Les baux de provence

Le musée Yves Brayer

Avant de partir, regardez à gauche la jolie porte qui reproduit un motif que nous avons déjà vu à la porte du musée des santons : ce sont les feuilles d'acanthes. Maintenant, nous allons prendre la rue de la calade droite devant nous et qui surplombe la porte Eyguière.
En montant, ne manquez pas d'observer les jolies grilles en fer forgé qui protégent les fenêtres des maisons qui bordent la rue sur notre gauche. Le fer forgé est un des éléments importants du décor provençal. .A partir de la Renaissance, le travail du fer forgé se répand dans tout le pays et les grilles deviennent un élément du décor des maisons, des jardins, des balcons sur la rue. On utilise aussi des grilles au sommet des beffrois ou des clochers. En vous promenant dans les villages, vous découvrirez sûrement ce genre d'architecture légère et élégante qui est devenu un des traits remarquables du paysage provençal.
Marchons jusqu’au bout de la rue de la calade qui débouche sur une place bordée à gauche par l'hôtel des Porcelets.

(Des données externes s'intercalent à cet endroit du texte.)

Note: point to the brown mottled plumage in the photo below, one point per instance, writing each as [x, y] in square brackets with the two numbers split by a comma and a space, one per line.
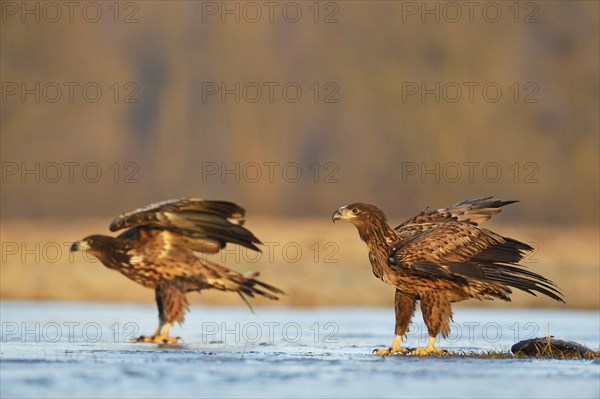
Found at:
[162, 249]
[443, 256]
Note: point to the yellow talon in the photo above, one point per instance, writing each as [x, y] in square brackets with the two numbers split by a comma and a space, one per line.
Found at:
[392, 350]
[430, 349]
[158, 337]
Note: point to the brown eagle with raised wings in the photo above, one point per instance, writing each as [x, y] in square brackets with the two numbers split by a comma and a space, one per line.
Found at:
[443, 256]
[163, 249]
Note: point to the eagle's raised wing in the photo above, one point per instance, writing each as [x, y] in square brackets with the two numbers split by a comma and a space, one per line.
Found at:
[205, 226]
[473, 211]
[461, 252]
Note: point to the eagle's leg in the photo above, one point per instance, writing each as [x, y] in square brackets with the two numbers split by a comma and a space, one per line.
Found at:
[405, 307]
[437, 314]
[172, 304]
[150, 338]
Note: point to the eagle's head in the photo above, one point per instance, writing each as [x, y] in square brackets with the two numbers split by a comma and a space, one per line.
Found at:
[102, 247]
[90, 243]
[358, 213]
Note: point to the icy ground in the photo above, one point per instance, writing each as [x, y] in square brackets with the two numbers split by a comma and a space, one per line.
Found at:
[54, 349]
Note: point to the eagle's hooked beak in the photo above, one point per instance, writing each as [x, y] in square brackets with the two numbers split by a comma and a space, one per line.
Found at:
[79, 246]
[341, 214]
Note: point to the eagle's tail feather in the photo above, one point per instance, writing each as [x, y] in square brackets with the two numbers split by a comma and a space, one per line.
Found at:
[508, 274]
[246, 285]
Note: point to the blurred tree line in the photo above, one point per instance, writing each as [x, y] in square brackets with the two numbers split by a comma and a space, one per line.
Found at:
[392, 109]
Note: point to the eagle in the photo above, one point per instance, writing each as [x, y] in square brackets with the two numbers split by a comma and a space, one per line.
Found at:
[164, 248]
[442, 256]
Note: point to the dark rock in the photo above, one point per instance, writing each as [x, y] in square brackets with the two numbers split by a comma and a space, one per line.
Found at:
[553, 348]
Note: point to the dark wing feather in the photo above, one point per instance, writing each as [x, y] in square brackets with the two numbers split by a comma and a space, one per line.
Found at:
[460, 252]
[207, 225]
[473, 211]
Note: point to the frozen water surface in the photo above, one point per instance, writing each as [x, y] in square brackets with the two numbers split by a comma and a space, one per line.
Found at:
[53, 349]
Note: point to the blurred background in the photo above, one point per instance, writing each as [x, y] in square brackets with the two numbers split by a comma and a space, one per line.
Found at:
[293, 109]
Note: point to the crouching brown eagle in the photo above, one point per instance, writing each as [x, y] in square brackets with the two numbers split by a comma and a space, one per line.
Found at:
[443, 256]
[163, 249]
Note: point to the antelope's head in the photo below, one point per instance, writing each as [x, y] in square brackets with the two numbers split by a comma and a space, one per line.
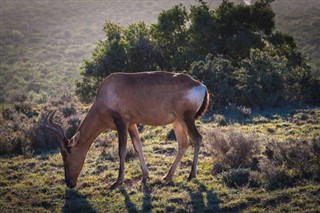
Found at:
[72, 158]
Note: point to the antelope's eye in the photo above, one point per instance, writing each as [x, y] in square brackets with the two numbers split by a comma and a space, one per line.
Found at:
[64, 155]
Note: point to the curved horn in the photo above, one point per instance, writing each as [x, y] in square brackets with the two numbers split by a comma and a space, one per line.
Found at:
[53, 127]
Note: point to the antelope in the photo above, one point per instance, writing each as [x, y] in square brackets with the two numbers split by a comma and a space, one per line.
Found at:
[127, 99]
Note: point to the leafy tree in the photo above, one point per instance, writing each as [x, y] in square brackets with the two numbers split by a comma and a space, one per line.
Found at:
[233, 49]
[170, 35]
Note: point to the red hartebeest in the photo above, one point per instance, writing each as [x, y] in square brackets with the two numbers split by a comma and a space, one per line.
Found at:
[124, 100]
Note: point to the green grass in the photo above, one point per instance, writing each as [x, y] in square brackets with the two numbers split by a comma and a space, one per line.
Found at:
[37, 184]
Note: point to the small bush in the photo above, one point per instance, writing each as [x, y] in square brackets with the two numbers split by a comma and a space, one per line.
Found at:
[237, 177]
[287, 163]
[234, 148]
[21, 131]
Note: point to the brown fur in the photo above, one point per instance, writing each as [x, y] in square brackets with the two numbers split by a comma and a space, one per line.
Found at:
[124, 100]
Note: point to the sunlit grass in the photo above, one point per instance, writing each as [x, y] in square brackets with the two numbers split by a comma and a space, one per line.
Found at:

Nous voici sur la place François de Herain. Allons un peu sur la droite puis retournons-nous pour voir la façade de l'hôtel des Porcelets. C'est un bel hôtel de la Renaissance. Vous le reconnaîtrez à ses fenêtres à meneaux, c'est-à-dire coupées par des croisillons de pierre. Les fenêtres de la renaissance sont également caractérisées par leur grande rectitude : elles sont rectangulaires, encadrées de bandeaux de pierre qui en soulignent la géométrie. La renaissance est une période qui se caractérise entre autres choses par l'abandon des grosses demeures fortifiées tristes et froides, fermées de toutes parts pour se protéger des dangers environnants ; Au 16e, on essaie d'ouvrir les maisons sur des espaces de verdure. On veut profiter de la nature, de la chaleur du soleil à l'intérieur des pièces, de la beauté d'un paysage. On recherche une vie plus confortable, plus souriante et gaie. Et comme on le voit ici, on n'hésite pas à percer de nombreuses fenêtres. La façade principale donne sur la place. C'est actuellement le musée Yves Brayer. Qui est Yves Brayer ? Il fut un peintre immensément amoureux de la Provence. Nous disons « il fut » car il est décédé en 1990. Touche à tout, il utilise aussi bien l'huile que l'aquarelle dont il se fait une spécialité. Par ses nombreuses expositions, tant en France qu’à l’étranger, il imposa sa vision de cette région qu’il considérait comme l’essence même du paysage méditerranéen. L’entrée du musée est payante.

En entrant, sur votre gauche après la façade du musée, vous voyez un curieux édifice, comme une tourelle debout dans le coin de la place contre le mur de l'église. Cette tourelle circulaire est coiffée d'une coupole, elle-même ornée de gargouille. Elle est adossée au mur latéral de l'église. C'est une lanterne des morts. On annonçait le décès d'un habitant du village en allumant une flamme qui brûlait dans la partie haute percée de baies. Vous remarquez qu'elle est accolée à un cyprès. Cet arbre caractéristique de la Provence est considéré, ici et tout autour de la Méditerranée, comme l'arbre des morts ou arbre de l'éternité. On en trouve dans les cimetières où ils montent la garde prés des tombes. Pourquoi donc nous demanderez-vous ? Et bien, cela tient à son feuillage qui est toujours vert foncé, quelle que soit la saison. C’est donc un feuillage très persistant. Et, pour cette raison, il est devenu un symbole d'éternité. Il est donc là comme message d’espoir : il n’est pas là pour signifier la tristesse de la mort, mais au contraire pour rappeler que le défunt vivra –mais au ciel- pour l’éternité. Ajoutons à cela que sa forme, généralement assez élancée qui monte vers le ciel, est aussi une invite à la prière.